A torn wedding veil sounds like the ultimate in bad luck. But the truth is that, according to legend, a torn wedding veil is a sign of good luck. This is especially true if the veil is torn at the altar. But the bride who just can’t stand the idea of a rip in her veil-good luck or not-should consider carefully exactly what type of veil to wear.
Avoid the risk of snagging the veil by wearing a small headpiece with a blusher that fits closer to the face. For example a headband that has been accented with a center flower and is crowned by a rhinestone and feathers looks lovely with a Russian tulle blusher that covers the face. It gives a sophisticated and feminine look to almost any wedding gown, and because the tulle covers a small area, it is safe from snagging on dress beading, pear buttons or a zipper tab.
But some brides want a longer veil and when the groom lifts her blusher back from her face, the move should be effortless and romantic. Having the edge of the veil snag on the beading or rhinestones-or even the lace-of the gown’s bodice can result in a comedic situation at best. Keeping the whole ensemble simple may be the perfect remedy for this situation. A simple gown with a strapless bodice could be paired with a one-tier U-shaped tulle blusher that showers down around the bride’s shoulders. With nothing to catch on, this veil can be lifted back with loving ease to reveal the bride’s face for that first kiss of married life.
Not knowing how she will wear her hair on the wedding day could result in the bride selecting the wrong veil when the wedding gown is ordered. To avoid this problem, the bride should have at least some idea of how she wants to wear her hair and what type of veil will best compliment that hairstyle. Veils can be worn at the top of the head or at the nape of the neck. Hair coiled at the back of the neck looks even more beautiful when shadowed by a long one-tier veil that flows over the coiled tresses to cascade down the bride’s back. Chapel length with a pencil edge, this dramatic veil comes in white or ivory.

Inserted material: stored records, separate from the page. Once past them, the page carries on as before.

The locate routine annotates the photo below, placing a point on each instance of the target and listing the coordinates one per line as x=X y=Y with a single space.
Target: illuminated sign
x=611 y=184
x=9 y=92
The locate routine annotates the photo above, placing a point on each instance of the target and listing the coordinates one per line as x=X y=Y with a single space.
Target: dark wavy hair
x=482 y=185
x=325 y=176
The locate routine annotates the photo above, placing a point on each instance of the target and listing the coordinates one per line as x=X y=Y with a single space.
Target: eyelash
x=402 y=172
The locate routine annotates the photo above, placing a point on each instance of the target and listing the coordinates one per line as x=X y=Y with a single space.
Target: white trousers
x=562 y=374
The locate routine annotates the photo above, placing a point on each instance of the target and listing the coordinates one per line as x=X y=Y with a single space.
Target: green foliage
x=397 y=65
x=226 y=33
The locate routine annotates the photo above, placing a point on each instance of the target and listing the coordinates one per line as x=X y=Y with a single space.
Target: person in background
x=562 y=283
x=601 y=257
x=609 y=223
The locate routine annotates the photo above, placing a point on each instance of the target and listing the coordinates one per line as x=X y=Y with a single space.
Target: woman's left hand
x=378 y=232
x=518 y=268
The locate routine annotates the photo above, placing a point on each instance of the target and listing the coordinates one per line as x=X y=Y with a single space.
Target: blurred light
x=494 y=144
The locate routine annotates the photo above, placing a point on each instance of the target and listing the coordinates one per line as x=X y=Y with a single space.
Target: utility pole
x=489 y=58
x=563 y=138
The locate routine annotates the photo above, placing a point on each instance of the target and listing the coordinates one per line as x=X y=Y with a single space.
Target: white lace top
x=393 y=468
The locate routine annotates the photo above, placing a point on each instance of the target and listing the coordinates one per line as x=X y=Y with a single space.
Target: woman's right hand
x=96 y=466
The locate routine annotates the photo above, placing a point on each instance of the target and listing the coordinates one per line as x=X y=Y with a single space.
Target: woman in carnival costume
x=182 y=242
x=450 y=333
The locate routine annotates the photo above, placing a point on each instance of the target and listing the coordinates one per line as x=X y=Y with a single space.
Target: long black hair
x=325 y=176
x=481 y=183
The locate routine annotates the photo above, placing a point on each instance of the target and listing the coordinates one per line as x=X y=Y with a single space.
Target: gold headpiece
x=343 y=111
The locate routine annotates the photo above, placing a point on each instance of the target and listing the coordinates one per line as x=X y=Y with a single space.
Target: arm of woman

On the other hand, an upswept hairstyle that reveals the line of the lady’s neck should be crowned with a veil that doesn’t shield all that loveliness from view. Clustered at the crown of the head, a short pencil edge veil that curves outward and down around the shoulders frames the bride’s face like a beautiful cloud. Small clusters of pearls and rhinestones add to the effect of angelic beauty.
Beading has a way sometimes of coming loose. Discovering on the morning of the wedding that the pearls on the veil’s headband have sprung loose can be a bad omen. To prepare for this, the bride should make sure she chooses a quality veil from a reputable provider. Well-made wedding veils are worth the hunt and the value will show from the first moment. There is little more beautiful than a fingertip length veil in white, edged with Alencon Lace, and secured to the head with a pearl band. The sturdiness beneath the beauty will make for easy arranging upon the bride’s head and security during her walk down the aisle.
The epitome of wedding veils may just be a cathedral length creation that pools upon the floor. Almost as long as the train of the wedding gown, this veil can top a vision of loveliness-or cause a disaster when the bride’s heal catches in it and she goes tumbling down the aisle. That is why attendants are such a necessary part of a formal wedding. The veil-perhaps a cathedral length of three tiers with pencil edging and scattered rhinestones-should be arranged behind the bride along with the train of the gown. If arranged correctly, the train and the veil will trail along behind a poised and confident bride as she strolls forward to join her groom at the altar. The lending of a subtle hand or two immediately after the ceremony will ensure that the return trip as man and wife will go without incident as well.
A wedding can be as complex as any Broadway stage production, with cues and costuming and supporting cast that require advance preparation and up-to-the-minute corrections. The wedding veil is a vital part of the entire production…not just an accessory.